At the top of your stack is the web server in which you host your web application in. This is a live, production system that is likely exposed to the internet, thus one that is at most risk. It should be judiciously kept up to date.
Ideally, your release pipeline resembles the one described in Chapter 3, Prepare Angular App for Production Release, where your frontend application is served by a containerized low-profile instance. This can be the minimal-node-web-server that I publish and maintain or an Nginx-based instance. In either case, an upgrade is simple by changing version number listed next to your base image:
Dockerfile
FROM duluca/minimal-node-web-server:8.6.0
WORKDIR /usr/src/app
COPY dist public
It is always a good idea to specify the version number of the base Docker image you're using. Otherwise, it will default to a latest behavior, which in this case may mean an odd-numbered release that is not suitable for production. That said, minimal-node-web-server follows layers upon layers of the best security practices that reduces the attack surface and makes it incredibly difficult to mount a successful attack to compromise your web app. In line with this theme of security best practices, minimal-node-web-server would never push an odd numbered node version as the default behavior.

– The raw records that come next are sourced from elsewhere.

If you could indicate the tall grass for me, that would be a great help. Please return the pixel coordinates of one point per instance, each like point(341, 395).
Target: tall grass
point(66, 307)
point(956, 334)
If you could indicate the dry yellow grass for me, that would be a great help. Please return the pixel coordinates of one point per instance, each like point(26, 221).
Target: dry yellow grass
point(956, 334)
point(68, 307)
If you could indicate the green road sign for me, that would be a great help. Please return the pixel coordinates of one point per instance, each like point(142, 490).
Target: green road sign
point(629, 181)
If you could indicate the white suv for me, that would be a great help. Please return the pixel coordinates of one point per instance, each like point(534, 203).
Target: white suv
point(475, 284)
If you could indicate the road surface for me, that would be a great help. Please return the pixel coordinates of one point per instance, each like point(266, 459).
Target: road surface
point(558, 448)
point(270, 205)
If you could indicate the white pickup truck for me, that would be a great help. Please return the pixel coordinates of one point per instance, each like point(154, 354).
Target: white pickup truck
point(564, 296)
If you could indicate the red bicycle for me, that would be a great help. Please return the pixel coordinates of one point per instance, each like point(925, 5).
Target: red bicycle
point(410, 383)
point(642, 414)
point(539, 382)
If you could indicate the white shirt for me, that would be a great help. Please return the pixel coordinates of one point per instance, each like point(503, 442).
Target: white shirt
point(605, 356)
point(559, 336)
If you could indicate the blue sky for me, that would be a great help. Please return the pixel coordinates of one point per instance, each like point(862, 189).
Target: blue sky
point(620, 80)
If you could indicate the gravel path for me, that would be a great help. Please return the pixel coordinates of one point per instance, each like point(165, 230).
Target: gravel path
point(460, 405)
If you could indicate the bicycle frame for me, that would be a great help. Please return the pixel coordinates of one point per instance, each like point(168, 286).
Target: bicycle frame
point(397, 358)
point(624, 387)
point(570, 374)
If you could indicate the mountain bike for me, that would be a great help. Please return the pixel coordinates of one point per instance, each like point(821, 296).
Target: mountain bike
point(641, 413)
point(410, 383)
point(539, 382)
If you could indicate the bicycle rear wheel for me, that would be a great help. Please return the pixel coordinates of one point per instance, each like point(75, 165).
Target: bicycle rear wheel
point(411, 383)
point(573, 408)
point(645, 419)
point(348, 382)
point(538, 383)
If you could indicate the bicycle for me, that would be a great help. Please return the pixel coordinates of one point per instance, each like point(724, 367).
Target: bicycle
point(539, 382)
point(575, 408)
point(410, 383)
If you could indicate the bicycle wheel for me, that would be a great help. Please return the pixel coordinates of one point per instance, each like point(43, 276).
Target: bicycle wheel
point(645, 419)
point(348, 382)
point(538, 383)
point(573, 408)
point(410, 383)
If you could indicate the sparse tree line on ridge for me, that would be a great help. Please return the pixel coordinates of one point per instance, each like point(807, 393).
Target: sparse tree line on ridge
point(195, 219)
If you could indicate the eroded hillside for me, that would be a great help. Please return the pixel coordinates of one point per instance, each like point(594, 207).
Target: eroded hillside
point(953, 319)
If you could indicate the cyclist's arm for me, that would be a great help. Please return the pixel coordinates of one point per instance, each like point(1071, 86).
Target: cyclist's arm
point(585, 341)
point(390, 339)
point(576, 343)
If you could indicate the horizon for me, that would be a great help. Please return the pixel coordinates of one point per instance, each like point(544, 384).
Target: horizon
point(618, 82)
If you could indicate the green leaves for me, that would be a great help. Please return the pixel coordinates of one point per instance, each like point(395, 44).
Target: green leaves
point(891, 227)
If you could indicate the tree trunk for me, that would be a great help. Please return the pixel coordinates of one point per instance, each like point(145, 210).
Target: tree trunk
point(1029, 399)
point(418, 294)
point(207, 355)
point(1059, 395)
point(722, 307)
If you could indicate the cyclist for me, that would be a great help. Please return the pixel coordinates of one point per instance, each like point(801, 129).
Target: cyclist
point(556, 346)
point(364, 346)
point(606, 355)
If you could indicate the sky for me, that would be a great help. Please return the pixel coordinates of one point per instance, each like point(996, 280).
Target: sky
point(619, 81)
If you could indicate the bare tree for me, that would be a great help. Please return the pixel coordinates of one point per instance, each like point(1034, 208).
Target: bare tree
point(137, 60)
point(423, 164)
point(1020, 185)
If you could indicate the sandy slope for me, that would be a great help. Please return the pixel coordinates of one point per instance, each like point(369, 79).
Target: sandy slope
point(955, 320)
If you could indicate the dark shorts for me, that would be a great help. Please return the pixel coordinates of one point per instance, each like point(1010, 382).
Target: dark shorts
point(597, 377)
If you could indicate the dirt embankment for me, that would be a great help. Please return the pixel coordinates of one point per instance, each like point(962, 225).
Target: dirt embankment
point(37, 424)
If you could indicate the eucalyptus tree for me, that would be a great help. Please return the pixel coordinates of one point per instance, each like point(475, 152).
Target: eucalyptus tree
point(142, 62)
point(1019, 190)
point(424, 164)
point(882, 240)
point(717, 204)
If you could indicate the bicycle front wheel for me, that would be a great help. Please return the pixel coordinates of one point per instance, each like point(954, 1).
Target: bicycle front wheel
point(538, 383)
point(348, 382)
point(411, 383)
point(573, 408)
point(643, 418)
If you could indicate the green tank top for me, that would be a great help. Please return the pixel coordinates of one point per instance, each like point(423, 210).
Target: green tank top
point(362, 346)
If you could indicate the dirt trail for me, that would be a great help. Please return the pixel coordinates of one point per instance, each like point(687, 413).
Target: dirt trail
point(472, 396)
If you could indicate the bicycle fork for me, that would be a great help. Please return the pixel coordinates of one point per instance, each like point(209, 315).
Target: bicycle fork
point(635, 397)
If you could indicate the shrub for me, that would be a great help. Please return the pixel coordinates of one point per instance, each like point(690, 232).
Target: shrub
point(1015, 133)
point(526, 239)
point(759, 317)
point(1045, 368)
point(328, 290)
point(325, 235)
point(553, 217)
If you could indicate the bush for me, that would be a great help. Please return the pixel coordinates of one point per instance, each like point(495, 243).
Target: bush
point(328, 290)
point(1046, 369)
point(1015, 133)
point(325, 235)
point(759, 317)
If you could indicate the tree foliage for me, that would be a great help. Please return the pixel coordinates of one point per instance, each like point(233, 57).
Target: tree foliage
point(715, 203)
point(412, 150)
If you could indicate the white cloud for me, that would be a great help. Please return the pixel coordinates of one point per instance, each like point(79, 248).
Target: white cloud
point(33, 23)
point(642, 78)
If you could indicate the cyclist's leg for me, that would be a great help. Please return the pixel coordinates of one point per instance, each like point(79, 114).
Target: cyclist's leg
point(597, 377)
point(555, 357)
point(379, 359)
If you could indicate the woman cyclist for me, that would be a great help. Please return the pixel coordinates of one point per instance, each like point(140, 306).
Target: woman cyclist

If your content is served through an installation of a web server like IIS, Apache, or Tomcat, you must follow and track security bulletins for these technologies. However, most likely another person or department altogether will be in charge upgrading this server, which may result in delays resulting from days to months, which is forever in internet time.
You're at the highest risk, if you're serving your static web content, like your SPA, through the same application server that also implements your backend APIs. Even though your architecture may be decoupled, if upgrading any tool or application in your dependency trees has side effects on any other part of your application, it means there's significant friction in your ability to secure or improve the performance of your frontend application.
A truly decoupled architecture will also allow the frontend to scale at different rate than your backend infrastructure and this can have great cost benefits. For example, suppose that your frontend serves lots of static information and rarely needs to poll the backend. At times of high load, you may need three instances of your frontend server to serve all the requests but only a single instance of the backend server since the calls are few and far in between.